Réunion du mercredi 3 novembre 2021 à 11h30
Commission des finances, de l'économie générale et du contrôle budgétaire

Photo issue du site de l'Assemblée nationale ou de WikipediaMichel Zumkeller :

Il me semble, monsieur le président du Haut Conseil, qu'une phrase résume bien l'avis du HCFP : « […] le degré d'incertitude qui entoure la prévision de dépenses est important, compte tenu des mouvements d'ampleur affectant les nouvelles dépenses. Leur calendrier, leur rythme d'exécution et leur montant demeurent, à ce stade, à préciser. » Ainsi, alors que nous discutons du PLF pour 2022, que nous avons déjà voté les recettes et examiné environ la moitié des dépenses, certaines d'entre elles restent à préciser. C'est pour le moins inquiétant.
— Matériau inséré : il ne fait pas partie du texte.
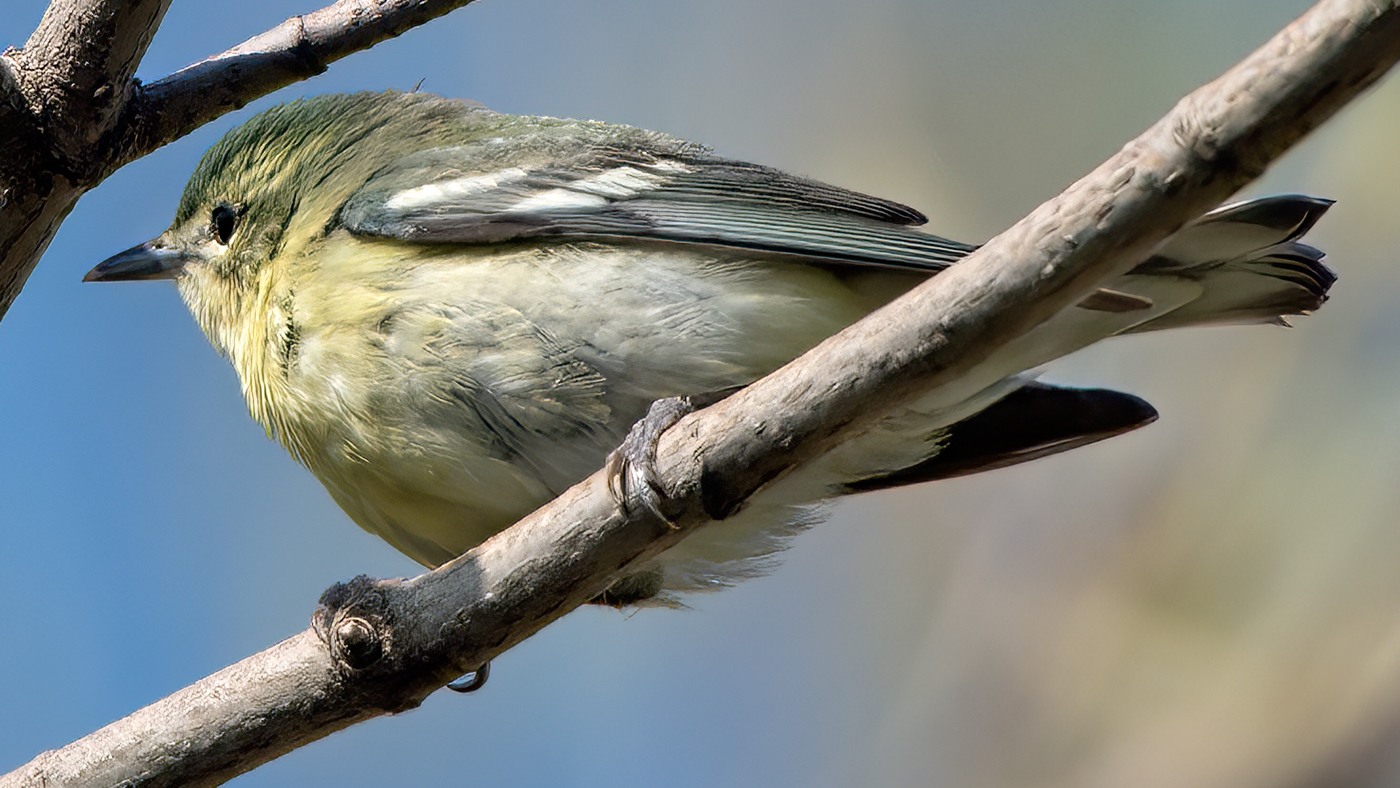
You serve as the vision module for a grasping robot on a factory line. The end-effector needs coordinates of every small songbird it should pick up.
[87,92,1334,605]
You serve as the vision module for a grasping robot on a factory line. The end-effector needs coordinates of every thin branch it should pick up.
[10,0,171,161]
[0,0,481,318]
[112,0,472,169]
[0,0,1400,788]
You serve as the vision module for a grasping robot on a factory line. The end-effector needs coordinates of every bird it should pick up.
[85,92,1336,606]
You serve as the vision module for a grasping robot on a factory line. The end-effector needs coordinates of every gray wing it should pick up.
[340,146,974,273]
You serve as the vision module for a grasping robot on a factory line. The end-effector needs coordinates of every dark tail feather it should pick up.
[841,384,1156,493]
On peut se féliciter que notre pays sorte de la crise, mais notre groupe s'inquiète que ce soit au prix d'un accroissement du déficit public et de l'endettement. À ce propos, le Gouvernement a prévu d'isoler la « dette covid », dont le montant s'élève à 165 milliards d'euros, et de la rembourser à hauteur de 1,9 milliard par an. À ce rythme, il faudra 86 ans pour nous acquitter de l'intégralité de cette dette, pourtant liée à un événement conjoncturel. Ce ne sont plus nos petits-enfants que nous endettons, mais nos arrière-petits-enfants, voire nos arrière-arrière-petits-enfants ! Que pouvez-vous nous dire à ce sujet ?
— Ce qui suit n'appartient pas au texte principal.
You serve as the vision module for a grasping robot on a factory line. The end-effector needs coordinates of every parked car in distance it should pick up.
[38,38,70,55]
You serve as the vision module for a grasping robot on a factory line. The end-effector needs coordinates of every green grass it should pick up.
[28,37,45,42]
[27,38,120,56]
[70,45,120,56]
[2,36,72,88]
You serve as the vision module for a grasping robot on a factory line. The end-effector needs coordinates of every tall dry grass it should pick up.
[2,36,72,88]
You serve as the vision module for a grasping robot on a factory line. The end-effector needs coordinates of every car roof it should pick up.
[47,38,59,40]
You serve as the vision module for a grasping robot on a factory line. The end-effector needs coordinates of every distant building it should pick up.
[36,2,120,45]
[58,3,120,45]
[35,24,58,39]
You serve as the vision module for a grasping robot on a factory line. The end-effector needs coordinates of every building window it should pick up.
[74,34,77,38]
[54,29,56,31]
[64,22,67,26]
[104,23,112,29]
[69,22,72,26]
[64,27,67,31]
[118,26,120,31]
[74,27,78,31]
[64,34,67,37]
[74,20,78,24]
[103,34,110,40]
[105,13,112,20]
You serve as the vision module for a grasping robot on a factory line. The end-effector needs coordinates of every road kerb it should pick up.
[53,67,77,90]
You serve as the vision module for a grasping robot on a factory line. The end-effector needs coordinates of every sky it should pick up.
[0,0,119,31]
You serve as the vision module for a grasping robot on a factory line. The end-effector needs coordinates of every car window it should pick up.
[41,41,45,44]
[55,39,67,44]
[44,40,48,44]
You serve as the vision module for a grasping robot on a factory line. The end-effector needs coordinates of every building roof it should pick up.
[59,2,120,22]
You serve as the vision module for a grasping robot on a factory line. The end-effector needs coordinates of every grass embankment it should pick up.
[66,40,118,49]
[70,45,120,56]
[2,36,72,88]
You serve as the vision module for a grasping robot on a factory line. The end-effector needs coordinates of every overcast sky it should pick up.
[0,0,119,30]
Bien entendu, nous sommes favorables à la relance et à une croissance nouvelle, mais elles ne peuvent pas se faire pas au prix d'un creusement du déficit public. Or, nous ne faisons pas les efforts structurels qui s'imposent. Si nous voulons rétablir durablement la situation de notre pays, il faudra entreprendre les réformes indispensables.